Groups

A part of the regular expression can be grouped together in brackets (...).

Quantifiers are applied to whole group instead of just one char.

In the next example, pattern (go)+ matches one or more 'go':

showMatch( 'Gogogo now!', /(go)+/i )  // "Gogogo"

Without brackets, /go+/ would mean g, followed by one or more o, like goooo.

Write a regexp to describe a web-color, which starts with ‘#’ followed by 3 or 6 hexadimal chars.

var re = /*...your global regexp...*/

var subj = "color: #3f3; background-color: #AA00ef"

alert( subj.match(re) )  // #3f3,#AA00ef

Open hint 1
Hint 1
Open solution
Solution

The regular expression for 3-char colors is: /#[a-f0-9]{3}/i.

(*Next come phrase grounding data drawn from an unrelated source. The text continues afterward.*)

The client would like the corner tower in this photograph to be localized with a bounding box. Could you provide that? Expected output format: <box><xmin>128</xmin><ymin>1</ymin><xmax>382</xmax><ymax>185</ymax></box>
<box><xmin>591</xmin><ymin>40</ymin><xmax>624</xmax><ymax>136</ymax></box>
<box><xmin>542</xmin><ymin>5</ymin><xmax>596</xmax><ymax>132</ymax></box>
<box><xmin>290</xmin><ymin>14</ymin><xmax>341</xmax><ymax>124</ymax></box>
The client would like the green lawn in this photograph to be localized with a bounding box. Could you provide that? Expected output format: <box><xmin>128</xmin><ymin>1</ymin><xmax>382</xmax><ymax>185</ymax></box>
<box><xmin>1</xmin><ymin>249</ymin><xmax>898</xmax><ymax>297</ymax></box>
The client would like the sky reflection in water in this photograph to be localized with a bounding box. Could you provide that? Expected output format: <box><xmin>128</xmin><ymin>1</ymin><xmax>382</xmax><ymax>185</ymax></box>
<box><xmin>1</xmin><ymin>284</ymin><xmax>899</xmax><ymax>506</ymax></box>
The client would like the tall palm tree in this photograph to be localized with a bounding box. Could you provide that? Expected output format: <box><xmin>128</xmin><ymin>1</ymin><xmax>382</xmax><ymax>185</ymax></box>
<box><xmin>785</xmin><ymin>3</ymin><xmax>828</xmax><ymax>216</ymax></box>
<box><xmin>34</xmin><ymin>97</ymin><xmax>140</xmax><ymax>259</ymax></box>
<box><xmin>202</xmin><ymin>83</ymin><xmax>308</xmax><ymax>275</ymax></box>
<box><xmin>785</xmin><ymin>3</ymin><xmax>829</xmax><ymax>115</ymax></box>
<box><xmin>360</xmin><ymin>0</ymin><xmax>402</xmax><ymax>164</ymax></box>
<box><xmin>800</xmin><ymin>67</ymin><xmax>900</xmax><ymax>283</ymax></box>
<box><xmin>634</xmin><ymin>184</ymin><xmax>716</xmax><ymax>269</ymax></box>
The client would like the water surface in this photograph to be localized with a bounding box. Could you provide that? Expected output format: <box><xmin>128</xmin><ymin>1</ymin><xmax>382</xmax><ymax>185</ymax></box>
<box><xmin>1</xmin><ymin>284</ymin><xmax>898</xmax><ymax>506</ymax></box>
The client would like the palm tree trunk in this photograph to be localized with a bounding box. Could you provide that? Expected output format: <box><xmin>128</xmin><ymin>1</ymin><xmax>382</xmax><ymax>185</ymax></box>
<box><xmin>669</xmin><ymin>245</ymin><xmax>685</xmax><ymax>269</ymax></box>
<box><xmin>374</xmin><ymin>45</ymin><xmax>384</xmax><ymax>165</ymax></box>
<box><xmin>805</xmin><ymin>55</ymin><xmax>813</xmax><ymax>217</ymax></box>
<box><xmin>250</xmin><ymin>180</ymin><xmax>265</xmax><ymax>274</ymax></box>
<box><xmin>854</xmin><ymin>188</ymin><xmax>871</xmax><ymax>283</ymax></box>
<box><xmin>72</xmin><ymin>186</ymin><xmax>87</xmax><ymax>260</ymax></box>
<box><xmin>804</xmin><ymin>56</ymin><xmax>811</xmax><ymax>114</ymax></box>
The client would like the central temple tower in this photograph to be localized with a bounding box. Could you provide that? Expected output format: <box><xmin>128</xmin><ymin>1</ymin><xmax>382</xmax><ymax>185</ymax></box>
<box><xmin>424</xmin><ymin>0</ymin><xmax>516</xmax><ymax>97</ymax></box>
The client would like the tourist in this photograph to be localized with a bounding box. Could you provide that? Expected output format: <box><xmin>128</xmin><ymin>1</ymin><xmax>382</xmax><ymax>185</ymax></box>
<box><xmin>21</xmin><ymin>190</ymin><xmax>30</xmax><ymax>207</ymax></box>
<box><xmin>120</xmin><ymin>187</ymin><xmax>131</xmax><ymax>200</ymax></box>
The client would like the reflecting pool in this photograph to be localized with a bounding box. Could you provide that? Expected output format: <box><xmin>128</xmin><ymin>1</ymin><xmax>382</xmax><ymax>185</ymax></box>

To make 6 characters also possible, we allow the color code part to repeat 2 times:
/#([a-f0-9]{3}){1,2}/i.

We have to put brackets outside of [a-f0-9]{3}, because the quantifier {1,2} applies to whole this structure as a group.

The regexp above can be rephrased as a longer, but maybe simpler variant:
/#[a-f0-9]{3}([a-f0-9]{3})?/i

It reads as a 3-character color, optionally followed by 3 more characters.

Finally, the test:

var re = /#([a-f0-9]{3}){1,2}/gi

var subj = "color: #3f3; background-color: #AA00ef"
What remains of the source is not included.